Identifiers
- Symbol: Cache_1
- Pfam: PF02743
- Pfam clan: CL0165
- InterPro: IPR004010

Available protein structures:
- Pfam: structures / ECOD
- PDB: RCSB PDB; PDBe; PDBj
- PDBsum: structure summary

= Cache domain =

In molecular biology, the cache domain is an extracellular protein domain that is predicted to have a role in small-molecule recognition in a wide range of proteins, including the animal dihydropyridine-sensitive voltage-gated Ca2+ channel alpha-2delta subunit, and various bacterial chemotaxis receptors. The name Cache comes from CAlcium channels and CHEmotaxis receptors. This domain consists of an N-terminal part with three predicted strands and an alpha-helix, and a C-terminal part with a strand dyad followed by a relatively unstructured region.

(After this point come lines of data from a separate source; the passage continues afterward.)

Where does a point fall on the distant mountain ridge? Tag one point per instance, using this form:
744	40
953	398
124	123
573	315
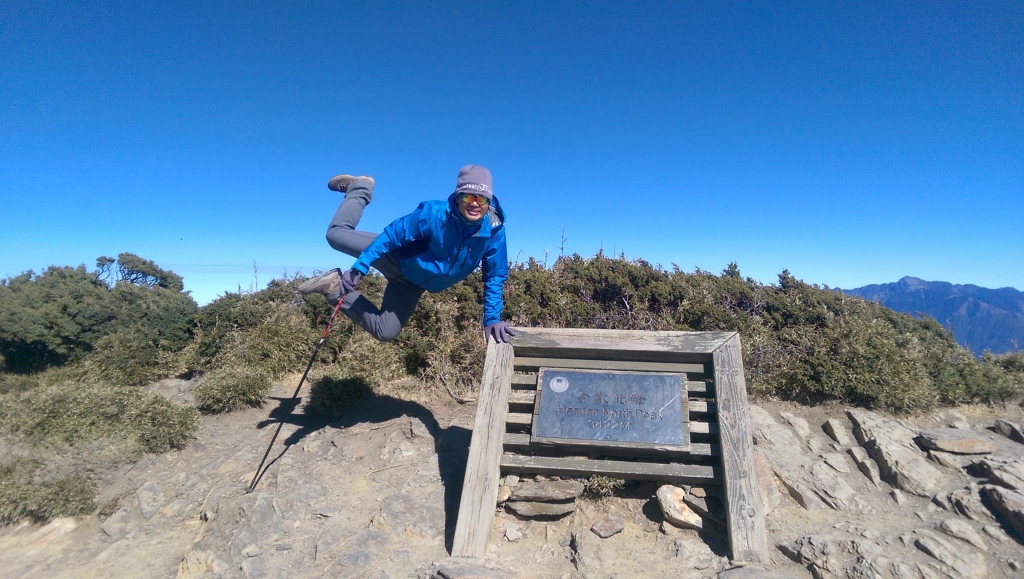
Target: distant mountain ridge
979	318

The N-terminal portion of the (unpermuted) Cache domain contains three predicted strands that could form a sheet analogous to that present in the core of the PAS domain structure. Cache domains are particularly widespread in bacteria such as Vibrio cholerae. The animal calcium channel alpha-2delta subunits might have acquired a part of their extracellular domains from a bacterial source. The Cache domain appears to have arisen from the GAF-PAS fold despite their divergent functions.